Years later he would write a memoir in which he would invent missions, sinking merchant allied ships, a rank of officer he never showed and a sixty-six-day trip submerged that had little contact with the true story.
Anyway, we must recognize that in that book, published in the fifties, SchŠffer could have vaguely explained the reason that led them, both him and Wermuth, to undertake such a journey.
Goebbels’s propaganda had taken its toll on the young Germans, who believed that the Allies were going to turn Germany into an agricultural plain and that prisoners of war would be treated savagely, among many other apocalyptic prophecies that were never fulfilled.
The country was sunk in the underworld, and the prospect of surrendering to a country that considered itself “friend”, having the means to do so, seemed irresistible.

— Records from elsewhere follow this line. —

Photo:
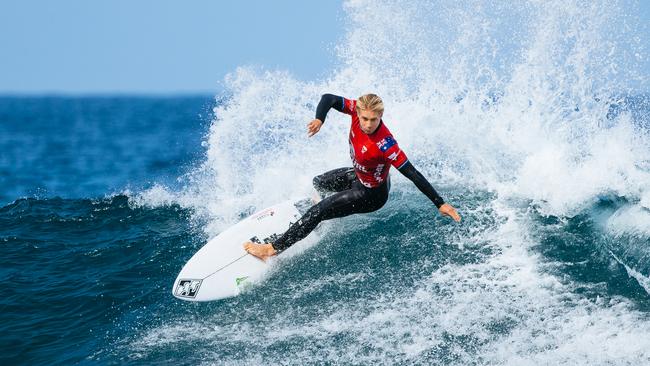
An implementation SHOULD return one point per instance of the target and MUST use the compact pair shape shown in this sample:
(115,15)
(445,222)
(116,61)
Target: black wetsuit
(351,195)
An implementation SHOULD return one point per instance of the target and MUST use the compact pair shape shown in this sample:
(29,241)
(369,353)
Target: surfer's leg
(336,180)
(357,199)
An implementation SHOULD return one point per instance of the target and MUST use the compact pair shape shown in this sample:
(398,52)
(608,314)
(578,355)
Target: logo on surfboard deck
(239,280)
(188,288)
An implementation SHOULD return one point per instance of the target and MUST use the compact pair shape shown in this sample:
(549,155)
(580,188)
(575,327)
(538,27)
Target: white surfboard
(222,268)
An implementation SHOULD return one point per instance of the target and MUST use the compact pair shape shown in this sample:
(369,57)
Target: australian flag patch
(386,143)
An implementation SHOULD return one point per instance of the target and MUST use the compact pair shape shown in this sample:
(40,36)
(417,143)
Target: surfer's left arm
(409,171)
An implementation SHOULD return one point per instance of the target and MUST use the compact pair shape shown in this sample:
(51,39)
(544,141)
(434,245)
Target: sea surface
(531,119)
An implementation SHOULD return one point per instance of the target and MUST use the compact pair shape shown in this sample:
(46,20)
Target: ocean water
(531,119)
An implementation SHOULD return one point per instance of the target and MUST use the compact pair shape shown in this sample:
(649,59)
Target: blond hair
(370,102)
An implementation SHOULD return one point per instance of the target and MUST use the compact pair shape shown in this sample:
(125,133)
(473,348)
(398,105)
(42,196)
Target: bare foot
(261,251)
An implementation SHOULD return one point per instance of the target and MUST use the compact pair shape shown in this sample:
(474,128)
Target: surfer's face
(368,120)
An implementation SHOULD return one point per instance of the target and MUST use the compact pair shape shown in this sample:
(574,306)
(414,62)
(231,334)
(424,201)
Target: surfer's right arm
(327,102)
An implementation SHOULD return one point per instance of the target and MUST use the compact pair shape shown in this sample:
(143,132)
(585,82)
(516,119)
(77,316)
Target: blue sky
(159,46)
(164,46)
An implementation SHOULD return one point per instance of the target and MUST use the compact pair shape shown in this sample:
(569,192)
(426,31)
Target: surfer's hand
(313,127)
(449,210)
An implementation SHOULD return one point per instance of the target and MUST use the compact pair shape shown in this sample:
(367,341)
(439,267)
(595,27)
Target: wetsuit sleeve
(327,102)
(409,171)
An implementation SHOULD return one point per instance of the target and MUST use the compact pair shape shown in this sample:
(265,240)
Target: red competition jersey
(371,154)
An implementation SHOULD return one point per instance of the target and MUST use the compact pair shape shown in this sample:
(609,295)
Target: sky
(159,46)
(164,46)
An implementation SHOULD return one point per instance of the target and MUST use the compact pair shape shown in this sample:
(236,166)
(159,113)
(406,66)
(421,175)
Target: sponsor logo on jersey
(386,143)
(377,175)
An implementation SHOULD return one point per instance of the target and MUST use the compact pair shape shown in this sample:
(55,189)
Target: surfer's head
(370,108)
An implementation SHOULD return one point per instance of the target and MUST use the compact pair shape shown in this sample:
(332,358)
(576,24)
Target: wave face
(525,117)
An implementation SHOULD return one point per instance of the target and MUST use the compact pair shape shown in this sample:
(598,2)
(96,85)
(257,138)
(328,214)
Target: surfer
(361,188)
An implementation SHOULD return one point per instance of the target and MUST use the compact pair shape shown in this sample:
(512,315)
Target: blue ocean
(532,119)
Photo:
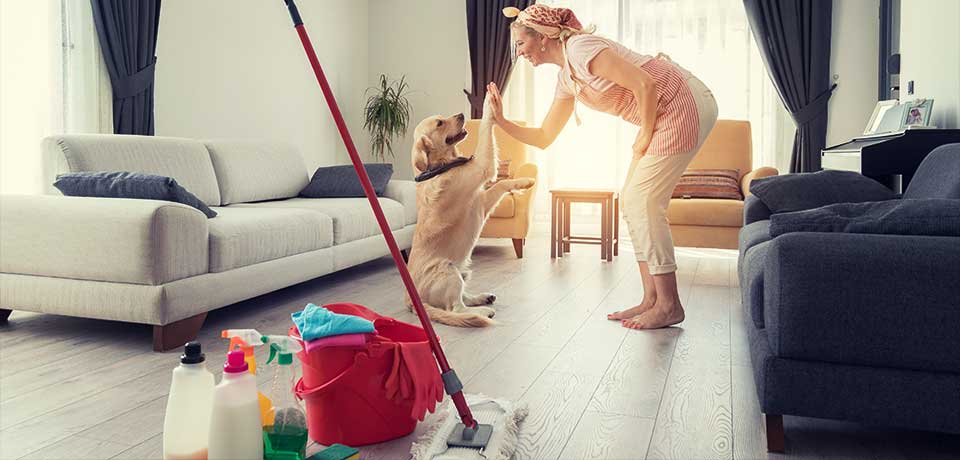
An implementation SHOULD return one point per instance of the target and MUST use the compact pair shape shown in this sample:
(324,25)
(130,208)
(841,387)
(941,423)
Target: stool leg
(616,226)
(603,229)
(553,226)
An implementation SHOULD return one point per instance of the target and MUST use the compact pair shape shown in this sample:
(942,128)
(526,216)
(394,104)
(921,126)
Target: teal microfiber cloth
(316,322)
(336,452)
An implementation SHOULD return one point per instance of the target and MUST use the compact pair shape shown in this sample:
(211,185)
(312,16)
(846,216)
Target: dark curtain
(127,30)
(488,31)
(794,40)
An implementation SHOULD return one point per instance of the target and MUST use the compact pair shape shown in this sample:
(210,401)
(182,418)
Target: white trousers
(649,185)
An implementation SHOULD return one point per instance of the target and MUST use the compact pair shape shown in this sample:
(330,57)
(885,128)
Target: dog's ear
(423,146)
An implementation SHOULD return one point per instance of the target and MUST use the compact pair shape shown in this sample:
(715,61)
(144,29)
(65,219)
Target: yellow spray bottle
(245,340)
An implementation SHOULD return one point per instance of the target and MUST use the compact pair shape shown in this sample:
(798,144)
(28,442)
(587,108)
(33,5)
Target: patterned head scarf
(556,23)
(549,21)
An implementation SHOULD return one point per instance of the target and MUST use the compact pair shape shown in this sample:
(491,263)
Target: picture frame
(879,113)
(916,113)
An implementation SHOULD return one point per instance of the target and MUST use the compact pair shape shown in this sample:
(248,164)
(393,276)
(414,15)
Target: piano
(889,158)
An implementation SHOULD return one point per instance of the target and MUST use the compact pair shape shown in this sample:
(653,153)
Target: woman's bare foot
(634,311)
(657,317)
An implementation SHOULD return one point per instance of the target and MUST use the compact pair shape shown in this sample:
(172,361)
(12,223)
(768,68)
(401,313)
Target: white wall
(853,59)
(426,41)
(930,56)
(236,68)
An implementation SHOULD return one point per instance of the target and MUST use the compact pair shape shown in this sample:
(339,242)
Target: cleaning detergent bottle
(235,428)
(186,424)
(245,340)
(288,433)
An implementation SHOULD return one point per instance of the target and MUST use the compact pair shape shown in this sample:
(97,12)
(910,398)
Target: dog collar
(431,173)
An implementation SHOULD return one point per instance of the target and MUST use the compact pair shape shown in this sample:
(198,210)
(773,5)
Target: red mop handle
(457,397)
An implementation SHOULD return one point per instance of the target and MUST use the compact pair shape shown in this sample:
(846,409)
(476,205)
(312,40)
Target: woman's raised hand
(495,102)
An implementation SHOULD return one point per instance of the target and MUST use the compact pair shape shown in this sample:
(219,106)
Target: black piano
(887,157)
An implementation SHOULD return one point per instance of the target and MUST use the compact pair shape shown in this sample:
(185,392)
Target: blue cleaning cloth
(317,322)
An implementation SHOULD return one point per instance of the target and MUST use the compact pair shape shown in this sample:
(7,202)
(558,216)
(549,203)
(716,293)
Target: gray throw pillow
(342,181)
(796,192)
(930,217)
(128,185)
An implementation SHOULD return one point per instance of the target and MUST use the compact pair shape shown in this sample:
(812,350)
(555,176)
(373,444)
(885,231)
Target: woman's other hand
(640,145)
(496,103)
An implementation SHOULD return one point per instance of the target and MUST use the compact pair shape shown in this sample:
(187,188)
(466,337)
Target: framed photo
(873,126)
(916,113)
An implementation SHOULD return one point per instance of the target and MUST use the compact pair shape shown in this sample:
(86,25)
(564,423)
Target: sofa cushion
(796,192)
(185,160)
(352,217)
(937,176)
(753,234)
(506,208)
(405,193)
(243,236)
(706,211)
(129,185)
(343,182)
(928,217)
(709,183)
(256,170)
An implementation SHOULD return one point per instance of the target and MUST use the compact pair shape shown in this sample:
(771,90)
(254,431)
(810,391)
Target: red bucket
(345,388)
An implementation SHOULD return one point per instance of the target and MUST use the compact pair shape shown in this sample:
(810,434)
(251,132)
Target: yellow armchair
(511,218)
(715,223)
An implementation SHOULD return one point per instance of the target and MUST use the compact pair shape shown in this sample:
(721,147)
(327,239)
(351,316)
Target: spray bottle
(287,435)
(245,340)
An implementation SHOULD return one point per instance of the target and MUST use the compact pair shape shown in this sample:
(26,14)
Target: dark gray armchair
(857,327)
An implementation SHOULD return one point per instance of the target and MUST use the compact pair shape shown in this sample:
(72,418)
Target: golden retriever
(452,208)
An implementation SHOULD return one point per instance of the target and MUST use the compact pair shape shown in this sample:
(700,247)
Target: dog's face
(436,140)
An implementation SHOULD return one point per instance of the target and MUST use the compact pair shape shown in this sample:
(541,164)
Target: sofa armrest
(405,192)
(861,299)
(764,171)
(754,210)
(524,198)
(102,239)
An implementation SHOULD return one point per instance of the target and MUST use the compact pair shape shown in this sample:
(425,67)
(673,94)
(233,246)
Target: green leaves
(387,113)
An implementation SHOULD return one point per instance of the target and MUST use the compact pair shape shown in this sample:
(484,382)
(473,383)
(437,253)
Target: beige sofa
(166,264)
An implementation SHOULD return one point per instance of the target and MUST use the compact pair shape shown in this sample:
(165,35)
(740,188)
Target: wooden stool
(560,237)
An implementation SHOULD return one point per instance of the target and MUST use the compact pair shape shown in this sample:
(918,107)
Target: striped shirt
(677,126)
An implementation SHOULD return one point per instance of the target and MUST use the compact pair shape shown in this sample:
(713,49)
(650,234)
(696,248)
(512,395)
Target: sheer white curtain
(711,38)
(51,81)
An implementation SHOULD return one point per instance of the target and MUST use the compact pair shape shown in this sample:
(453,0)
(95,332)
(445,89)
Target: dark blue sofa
(857,327)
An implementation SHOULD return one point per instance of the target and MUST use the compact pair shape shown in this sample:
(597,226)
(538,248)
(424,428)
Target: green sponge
(336,452)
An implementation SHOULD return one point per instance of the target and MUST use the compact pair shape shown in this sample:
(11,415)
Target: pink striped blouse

The rumour that other submarines, besides the U-530 and the U-977 arrived at our coasts is disturbing. Rumours, some documents, such as the “Mendoza” logbook, ancient and modern witnesses and even descendants of divers, admitted to Argentina under dubious circumstances, have survived to this day. It was said that helmets of one or two German submarines lie in the desolate waters of the coasts of Rio Negro, in a certain desert cove. However, nothing has appeared; for now, they are just part of the national folklore, a disturbing legend with some vestiges of truthfulness. But beware, it would not be the first time that fiction surpasses reality.